Anyway, once you're in they're great.

Good luck.


----------



## gunnerfitzy (4 May 2013)

I've been with Dankse for about a year now and I'm very happy with them.

If you want a traditional bank where you can pop in and talk to a staff member then it probably isn't for you. I like the idea of doing the vast majority of my banking online. 

The Prestige account that I have costs €125 per year but that includes Worldwide travel insurance and Airport lounge access. Good value in my opinion.

There is normally a six month period between opening an account and being considered for credit including a credit card but it is possible for your advisor to make a case on your behalf to forego this waiting period.

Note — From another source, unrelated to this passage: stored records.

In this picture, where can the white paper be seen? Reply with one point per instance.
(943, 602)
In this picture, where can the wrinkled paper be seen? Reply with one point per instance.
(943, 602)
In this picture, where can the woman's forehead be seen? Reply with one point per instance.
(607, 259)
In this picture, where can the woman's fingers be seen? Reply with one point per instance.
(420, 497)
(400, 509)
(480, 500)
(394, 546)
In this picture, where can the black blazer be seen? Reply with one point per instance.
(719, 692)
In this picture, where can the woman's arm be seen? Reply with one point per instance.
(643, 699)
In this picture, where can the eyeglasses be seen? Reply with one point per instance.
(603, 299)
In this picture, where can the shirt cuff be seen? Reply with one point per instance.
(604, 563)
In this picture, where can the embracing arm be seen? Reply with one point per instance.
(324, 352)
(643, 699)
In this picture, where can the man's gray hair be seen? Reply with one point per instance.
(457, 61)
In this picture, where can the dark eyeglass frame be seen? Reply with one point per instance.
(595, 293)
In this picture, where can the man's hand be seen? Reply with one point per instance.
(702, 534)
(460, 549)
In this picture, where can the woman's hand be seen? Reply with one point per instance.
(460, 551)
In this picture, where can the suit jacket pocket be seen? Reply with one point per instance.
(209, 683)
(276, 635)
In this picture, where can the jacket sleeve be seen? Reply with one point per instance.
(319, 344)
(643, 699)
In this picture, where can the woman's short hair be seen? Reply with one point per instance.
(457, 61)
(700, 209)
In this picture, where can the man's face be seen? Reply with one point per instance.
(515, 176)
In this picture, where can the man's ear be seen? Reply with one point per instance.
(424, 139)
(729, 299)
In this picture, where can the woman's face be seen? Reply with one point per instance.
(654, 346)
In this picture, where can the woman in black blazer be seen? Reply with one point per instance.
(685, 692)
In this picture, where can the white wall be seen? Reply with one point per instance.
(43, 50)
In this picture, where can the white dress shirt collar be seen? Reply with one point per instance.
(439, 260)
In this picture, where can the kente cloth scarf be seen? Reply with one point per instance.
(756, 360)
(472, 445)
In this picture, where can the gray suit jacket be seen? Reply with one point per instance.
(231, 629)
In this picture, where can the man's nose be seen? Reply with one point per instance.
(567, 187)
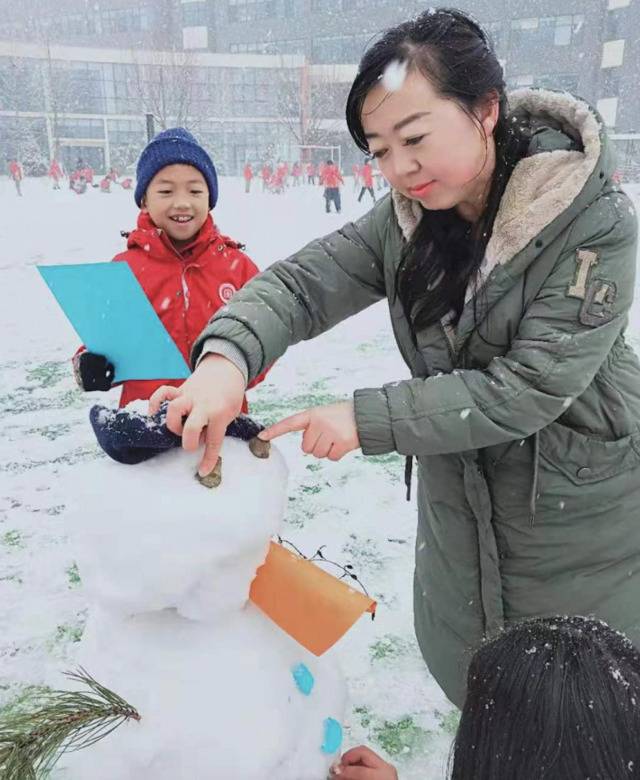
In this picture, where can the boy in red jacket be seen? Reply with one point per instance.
(331, 179)
(186, 267)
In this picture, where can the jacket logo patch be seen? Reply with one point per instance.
(226, 292)
(597, 308)
(586, 259)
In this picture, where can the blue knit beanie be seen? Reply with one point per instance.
(175, 146)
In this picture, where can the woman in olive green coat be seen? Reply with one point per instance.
(508, 257)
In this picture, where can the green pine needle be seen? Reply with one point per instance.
(31, 742)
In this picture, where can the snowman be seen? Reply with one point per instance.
(167, 564)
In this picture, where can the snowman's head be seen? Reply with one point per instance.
(150, 536)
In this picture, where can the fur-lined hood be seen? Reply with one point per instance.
(543, 185)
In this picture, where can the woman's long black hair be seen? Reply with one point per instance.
(554, 698)
(445, 251)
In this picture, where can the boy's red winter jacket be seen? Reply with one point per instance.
(367, 175)
(331, 177)
(185, 288)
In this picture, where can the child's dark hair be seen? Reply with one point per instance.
(456, 56)
(553, 699)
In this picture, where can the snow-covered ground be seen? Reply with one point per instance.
(356, 507)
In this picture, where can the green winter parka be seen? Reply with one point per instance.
(524, 418)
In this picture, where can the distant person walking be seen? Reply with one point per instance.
(331, 180)
(55, 173)
(248, 176)
(366, 175)
(16, 174)
(311, 173)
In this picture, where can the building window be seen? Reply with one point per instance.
(293, 46)
(553, 30)
(339, 48)
(612, 54)
(80, 128)
(194, 14)
(124, 20)
(608, 108)
(567, 82)
(250, 10)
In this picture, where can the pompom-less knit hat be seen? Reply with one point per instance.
(129, 437)
(175, 146)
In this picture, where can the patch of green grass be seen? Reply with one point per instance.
(310, 490)
(25, 698)
(364, 715)
(13, 539)
(269, 407)
(392, 463)
(388, 646)
(449, 721)
(22, 400)
(364, 552)
(49, 373)
(73, 575)
(78, 455)
(400, 736)
(51, 432)
(66, 633)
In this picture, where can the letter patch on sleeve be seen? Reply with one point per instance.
(586, 259)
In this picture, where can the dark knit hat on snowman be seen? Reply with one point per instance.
(175, 146)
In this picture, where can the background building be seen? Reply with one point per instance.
(259, 77)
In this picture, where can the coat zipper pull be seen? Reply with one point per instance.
(408, 468)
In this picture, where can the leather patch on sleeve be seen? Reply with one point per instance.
(586, 259)
(597, 308)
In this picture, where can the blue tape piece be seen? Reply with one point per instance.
(332, 736)
(303, 678)
(112, 315)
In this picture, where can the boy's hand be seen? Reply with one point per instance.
(329, 431)
(209, 400)
(363, 764)
(92, 371)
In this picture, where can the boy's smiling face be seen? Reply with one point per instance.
(177, 200)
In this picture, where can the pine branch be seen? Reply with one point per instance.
(32, 742)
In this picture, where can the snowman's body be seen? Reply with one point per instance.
(168, 564)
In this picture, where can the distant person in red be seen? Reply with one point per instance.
(265, 175)
(88, 174)
(186, 267)
(366, 176)
(331, 181)
(278, 180)
(355, 172)
(16, 174)
(55, 173)
(248, 175)
(311, 173)
(282, 171)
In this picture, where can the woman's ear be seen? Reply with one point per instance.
(490, 112)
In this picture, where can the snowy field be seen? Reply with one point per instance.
(356, 507)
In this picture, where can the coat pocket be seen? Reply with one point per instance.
(585, 459)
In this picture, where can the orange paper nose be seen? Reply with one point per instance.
(312, 606)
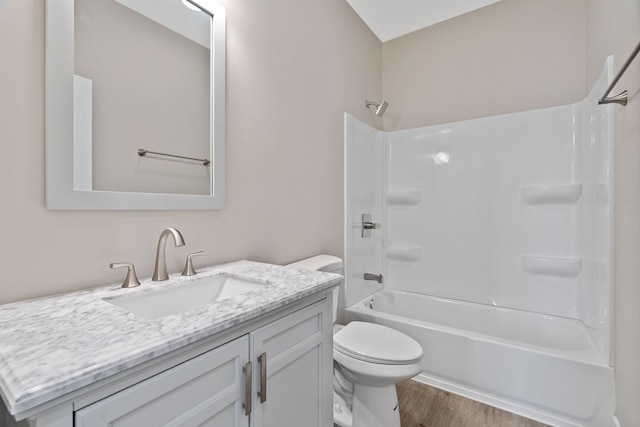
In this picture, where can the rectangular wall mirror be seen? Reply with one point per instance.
(135, 100)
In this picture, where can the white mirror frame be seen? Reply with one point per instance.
(60, 193)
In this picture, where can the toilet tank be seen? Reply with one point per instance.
(327, 263)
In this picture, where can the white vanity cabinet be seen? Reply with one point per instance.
(204, 391)
(277, 375)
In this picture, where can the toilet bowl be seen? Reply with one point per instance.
(369, 359)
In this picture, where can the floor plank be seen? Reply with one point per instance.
(425, 406)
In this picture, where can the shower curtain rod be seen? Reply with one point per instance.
(620, 98)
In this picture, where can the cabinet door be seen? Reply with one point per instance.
(207, 390)
(298, 367)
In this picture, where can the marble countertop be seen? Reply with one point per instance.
(54, 345)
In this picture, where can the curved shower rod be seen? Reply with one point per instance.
(622, 97)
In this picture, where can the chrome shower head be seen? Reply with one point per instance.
(380, 108)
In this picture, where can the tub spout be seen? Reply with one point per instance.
(377, 277)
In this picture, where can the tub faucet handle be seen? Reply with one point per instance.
(131, 281)
(188, 266)
(377, 277)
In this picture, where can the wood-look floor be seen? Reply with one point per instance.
(425, 406)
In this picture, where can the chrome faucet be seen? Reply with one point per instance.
(160, 271)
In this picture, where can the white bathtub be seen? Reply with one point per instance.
(543, 367)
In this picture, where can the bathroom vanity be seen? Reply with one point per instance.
(257, 357)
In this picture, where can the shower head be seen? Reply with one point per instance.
(380, 108)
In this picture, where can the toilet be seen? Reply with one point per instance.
(368, 360)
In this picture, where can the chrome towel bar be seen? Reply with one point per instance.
(142, 152)
(622, 97)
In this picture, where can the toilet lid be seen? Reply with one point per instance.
(377, 344)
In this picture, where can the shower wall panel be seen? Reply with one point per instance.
(512, 211)
(472, 227)
(364, 184)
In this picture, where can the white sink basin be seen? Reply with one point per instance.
(171, 299)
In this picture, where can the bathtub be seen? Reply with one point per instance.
(542, 367)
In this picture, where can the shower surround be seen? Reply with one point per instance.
(496, 253)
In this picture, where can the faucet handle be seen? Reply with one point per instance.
(131, 281)
(188, 266)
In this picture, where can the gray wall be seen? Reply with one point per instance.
(293, 68)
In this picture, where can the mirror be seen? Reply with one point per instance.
(135, 106)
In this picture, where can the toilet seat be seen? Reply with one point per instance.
(375, 343)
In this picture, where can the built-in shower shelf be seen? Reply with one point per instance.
(402, 252)
(547, 194)
(552, 265)
(404, 197)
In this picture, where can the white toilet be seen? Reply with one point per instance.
(369, 359)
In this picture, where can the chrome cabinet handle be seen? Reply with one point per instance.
(247, 388)
(262, 359)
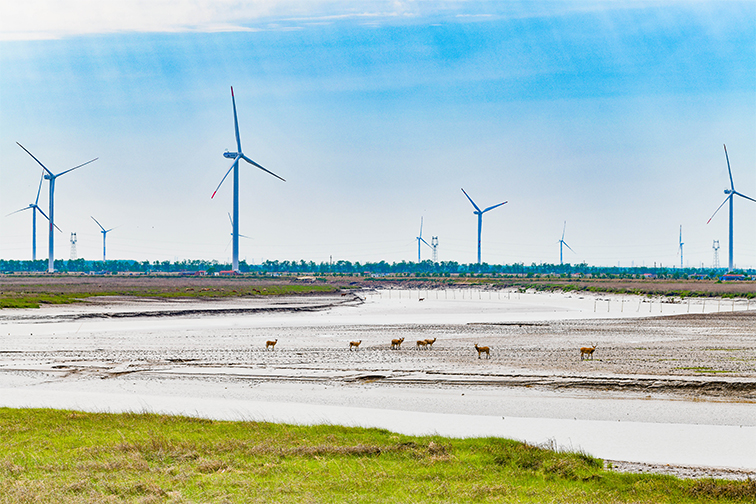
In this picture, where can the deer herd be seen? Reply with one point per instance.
(426, 344)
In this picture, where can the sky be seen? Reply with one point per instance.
(605, 119)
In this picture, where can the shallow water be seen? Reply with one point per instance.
(633, 428)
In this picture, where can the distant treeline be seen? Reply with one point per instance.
(425, 268)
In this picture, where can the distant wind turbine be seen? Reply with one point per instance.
(730, 193)
(480, 213)
(104, 235)
(563, 243)
(420, 240)
(35, 208)
(236, 156)
(50, 176)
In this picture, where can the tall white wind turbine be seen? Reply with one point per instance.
(480, 213)
(420, 241)
(104, 235)
(562, 244)
(34, 208)
(730, 193)
(51, 177)
(236, 156)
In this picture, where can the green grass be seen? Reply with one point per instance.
(56, 456)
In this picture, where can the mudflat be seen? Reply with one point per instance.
(656, 360)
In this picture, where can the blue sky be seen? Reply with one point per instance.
(609, 115)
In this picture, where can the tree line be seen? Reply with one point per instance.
(425, 268)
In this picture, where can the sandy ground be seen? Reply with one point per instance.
(670, 369)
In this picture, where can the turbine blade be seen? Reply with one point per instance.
(35, 159)
(103, 229)
(492, 207)
(236, 121)
(236, 160)
(717, 210)
(42, 212)
(26, 208)
(744, 196)
(263, 169)
(75, 167)
(39, 189)
(732, 184)
(471, 201)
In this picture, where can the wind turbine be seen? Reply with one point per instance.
(420, 240)
(232, 233)
(51, 177)
(563, 244)
(480, 213)
(730, 193)
(35, 208)
(236, 156)
(104, 235)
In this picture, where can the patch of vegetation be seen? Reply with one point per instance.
(73, 457)
(701, 369)
(37, 295)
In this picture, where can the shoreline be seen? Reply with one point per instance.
(677, 369)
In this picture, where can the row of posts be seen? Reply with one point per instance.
(598, 304)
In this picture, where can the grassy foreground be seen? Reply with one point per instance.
(70, 457)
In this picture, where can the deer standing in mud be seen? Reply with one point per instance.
(484, 350)
(587, 351)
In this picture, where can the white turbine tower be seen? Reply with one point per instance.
(563, 243)
(236, 156)
(104, 235)
(34, 208)
(51, 177)
(480, 213)
(420, 241)
(730, 196)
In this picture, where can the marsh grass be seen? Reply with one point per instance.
(71, 457)
(33, 298)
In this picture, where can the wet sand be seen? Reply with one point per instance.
(688, 366)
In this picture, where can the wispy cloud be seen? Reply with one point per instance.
(51, 19)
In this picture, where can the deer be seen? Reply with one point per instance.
(587, 351)
(484, 350)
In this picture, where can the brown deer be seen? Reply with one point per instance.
(587, 351)
(484, 350)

My one gripe with them is that they are still using laser rather than Visa debit. Although they have committed to switching to Visa debit they have yet to make any timeframe public.


----------



## murphaph (4 May 2013)

They'll soon have no choice as laser is being wound up as it's not SEPA compliant. 125does seem good value with the airport lounge access.


----------



## ajapale (4 May 2013)

Redshoes said:


> ..but none of you have answered my question about 'cheques'?



What was your question about cheques?


----------



## Slim (7 May 2013)

Redshoes said:


> You have all 'waxed vociforilously' (spelling, that just came into my head now, maybe it's Shakespeare, or Merriman?) but none of you have answered my question about 'cheques'?


 
Generally, cheques are not necessary anymore. Online banking, credit card, debit card can take care of most bills. I find myself not using cheques very often at all. Only use for PRSA top up or such.

Danske bank - good online banking, not free anymore, but no real branch network. OK for me but may not suit others. I am with them 20 yrs or so.


----------



## Lightning (7 May 2013)

Add my two cents to the pros versus cons of Danske ... 

Pros:
Good online banking. Feature rich. 
Good 1 year term deposit rate. 
Good product information on their website. 
Somewhat focused on the future of banking. 

Cons:
Laser cards. No clear plan to replace Laser yet. No international debit card offered. Makes purchases online difficult. 
Not clear if they are committed to consumer products in the medium term. 
Expensive current accounts. Most expensive on the market. 
Low rates for lump sum savings. 
Nightmare / slow setting up accounts with them. 
Danske have sky high loans to deposits ratio, they are heavily loss making in Ireland and have several years of accumulated losses here.


----------